Inheritance Claims and the importance of mediation highlighted again in the case of Rochford v Rochford

Mediation is an effective form of alternative dispute resolution used to settle disputes outside of the courts.

The recent unreported case of Rochford v Rochford highlights the importance of parties taking part in mediation before proceeding to trial and the sanctions of the court where they have declined to do so.

The Claimant was due to receive £25,000 under the Deceased’s will (the Claimant’s father). However, she pursued a claim under the Inheritance (Provision for Family and Dependants) Act 1975 claiming that the will did not make reasonable financial provision for her due to her disability and lack of income. The Deceased’s residual estate was approximately £193,000 in total.

The Claimant was willing to attempt to mediate the dispute rather than the case proceeding to Trial. The Defendant, the Deceased’s sister, argued that financial provision should not be made as the Claimant owned a freehold property valued at approximately £500,000 and that her relationship with the Deceased was difficult.

The Defendant maintained that the claim was weak and lacking evidence and as such, refused to attend mediation.

The matter did not settle and the case proceeded to a two day Trial.
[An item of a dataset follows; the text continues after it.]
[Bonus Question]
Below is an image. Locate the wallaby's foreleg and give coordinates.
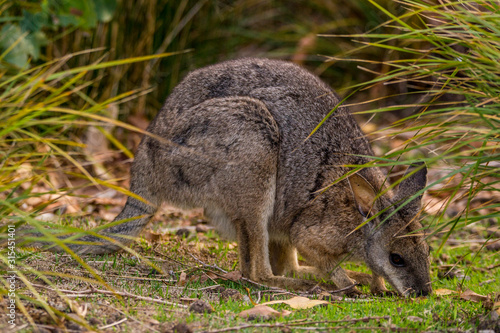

The court found that the Claimant’s capital assets would not prevent a claim under the Inheritance (Provision for Family and Dependants) Act 1975 where the assets cannot be liquidated easily (maintenance of the property was also required).

The Court awarded the Claimant a lump sum payment of £85,000, in addition to the £25,000 provided for under the Will.

Further, the Defendant failed to beat the Claimant’s Part 36 offer. A Part 36 offer (usually payment of a sum of money) can be made by either party of a dispute to attempt settlement with a view to avoiding a Trial. Where a party has refused a Part 36 offer and loses at trial or does not achieve an award higher than the Part 36 offer, the costs consequences can be considerable.

As a result of the Defendant’s refusal to mediate and failure to beat the Part 36 offer made by the Claimant, in addition to the payment of the £85,000 and £25,000 from the Deceased’s estate, the Court ordered that the Defendant pay

  1. an additional 10% of the judgment,
  2. interest of 5%; and
  3. payment of the Claimant’s costs incurred (on an indemnity basis, to be assessed) with an interim payment of £60,000 towards these.

This case serves as a warning that parties should attempt to mediate at the earliest opportunity, particularly when dealing with small estates, to avoid the accumulation of costs. A failure to attempt mediation or tactical approaches to avoid it can have severe consequences at trial.